Android closed 2012 as the No. 1 player and in 2013 they helped grow the Phablet phenomena. And though in 2013 the Android Tablet share did grow, it’s their Phablets that got much more airplay. In 2014 expect to see Android phablets to dominate the landscape and in turn help them grow the share of Android Tablets as well.

Too Big to Fail Still ? – Apple & iOS

Considering the market dynamics in 2013, Apple and its iOS did admirably well. They didn’t :

  • grow their screen size significantly;
  • deliver a true low cost phone to take on the bottom half of the mobile handset pyramid;
  • come up with any serious ground breaking innovations.
Screen size: Apple has long maintained that the size of their screen was optimum and anything bigger will get too big to handle. They did however reduce the frame area and grow the screen diagonally larger. This however paled in comparison with the competing phone manufacturers churning out significantly larger screens and bringing to the fore a whole new category in “Phablets”.

Low Cost Phone: to be fair, Apple did bring out the 5C, which is US$649, which for most of the world is not exactly “C for Cheap” and still keeps it in the premium smart phone bracket. This phone though did not set the market on fire, it definitely went a long way in keep its Smartphone share up.

Innovation: Apple built its persona around product innovation, however in 2013 we haven’t seen much of it. Though wearable technology which syncs to your iphone has been talked about for a while now, the iwatch never materialized.

In 2012, Apple was a dominant force in the Smartphone market, in 2013 they fought valiantly and maintained their position in key markets but also lost share to a rampaging Android in 2013. In 2014, they will have to address all three issues of Screen size, Low Cost and Innovation or will it be the year that they lose a lot of the shine they have built around themselves. Will Apple play by the conventional rules or look to reinvent themselves and the industry as they often have in the past?

Mend and Grow year – Nokia & Windows Mobile

While 2013 was labeled as the make or break year for Nokia and Windows, 2014 is going to be mend and grow. If you take away the declining numbers of the final years of Nokia and look only at Windows as a Greenfield entry they have done admirably well in 2013. With the buying out of Nokia by Microsoft, it becomes the second non hardware technology company after Google –Motorola to enter the mobile hardware arena.
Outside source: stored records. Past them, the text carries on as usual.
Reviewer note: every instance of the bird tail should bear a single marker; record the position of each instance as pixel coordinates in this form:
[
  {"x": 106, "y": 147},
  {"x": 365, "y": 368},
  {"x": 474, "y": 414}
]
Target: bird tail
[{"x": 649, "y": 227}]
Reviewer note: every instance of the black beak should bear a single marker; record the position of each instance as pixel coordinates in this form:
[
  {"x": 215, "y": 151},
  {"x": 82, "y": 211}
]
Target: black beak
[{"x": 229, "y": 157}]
Though currently in the Smartphone market, Windows has done admirably well by being the third player often edging out Blackberry or a close forth behind Blackberry. 2014 is when we can truly evaluate its performance. In 2014 we can expect a flurry of launches of new models at multiple price points and screen sizes. Coupled with the formidable marketing arm of Microsoft and the former Nokia teams, expect them to at least double their market share across markets.

The New King – Samsung

A couple of years ago, Samsung was the challenger. Today, they are dominating the manufacturer’s sweepstakes trying to keep the other manufacturers at bay. After having introduced the Phablet with the Note phone series, they have grown the category exponentially and dominated it as well. In 2013 they showed that they are not just riding on Android and large screens to dominate the market place. They introduced the Galaxy Gear which included a watch phone with the top end Samsung Galaxy phones purchased. The much talked about iWatch in the blogsphere seems to have been missed by Apple and was picked up and dished out by Samsung instead. So Samsung is looking to take the lead in the innovation stakes to create a persona all its own. The Samsung Galaxy gear smart watch may turn out to be more of an interesting gimmick than a serious utility tool, but it’s too early to call.
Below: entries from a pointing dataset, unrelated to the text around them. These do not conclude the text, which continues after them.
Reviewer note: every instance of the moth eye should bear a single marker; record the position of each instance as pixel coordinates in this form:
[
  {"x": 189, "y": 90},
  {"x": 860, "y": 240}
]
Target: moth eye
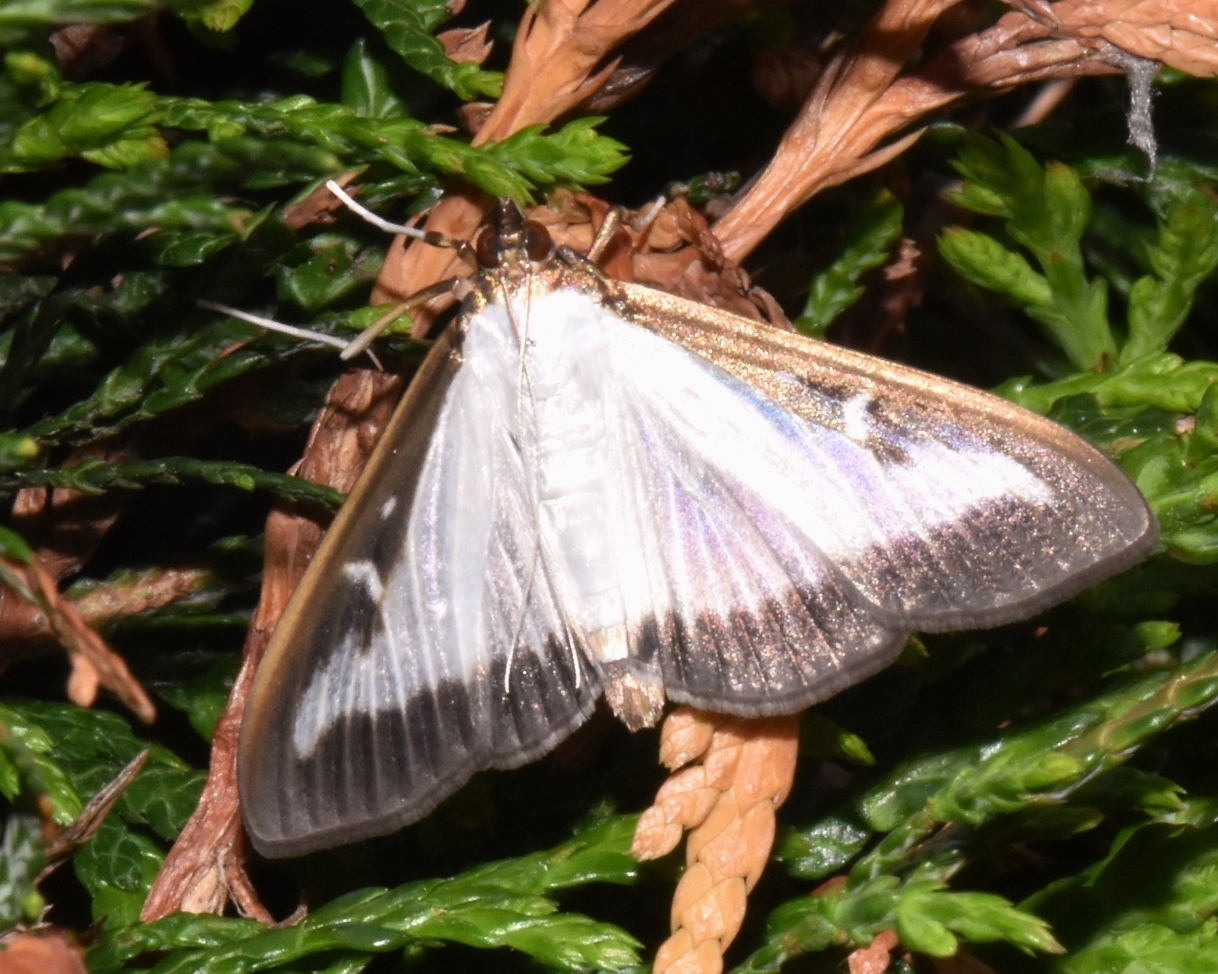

In 2014 we can expect Samsung to continue to dominate the Smartphones especially the Phablets, larger screens and with their Galaxy Gear added to their arsenal, they also have a serious differentiator. On the not so bright side, of all the manufacturers Samsung has the most to lose as they like Nokia before them play across the price and product spectrum. They should have a tough year but hold onto their leadership position.

The Dead Dead – Blackberry

The highlight of 2013 for BB was the announcement of its all new Blackberry 10 OS which was delayed constantly and when it finally got launched was a little to late and didn’t introduce anything innovative to retain anyone’s attention. So from living dead to dead dead, is where BB finds itself.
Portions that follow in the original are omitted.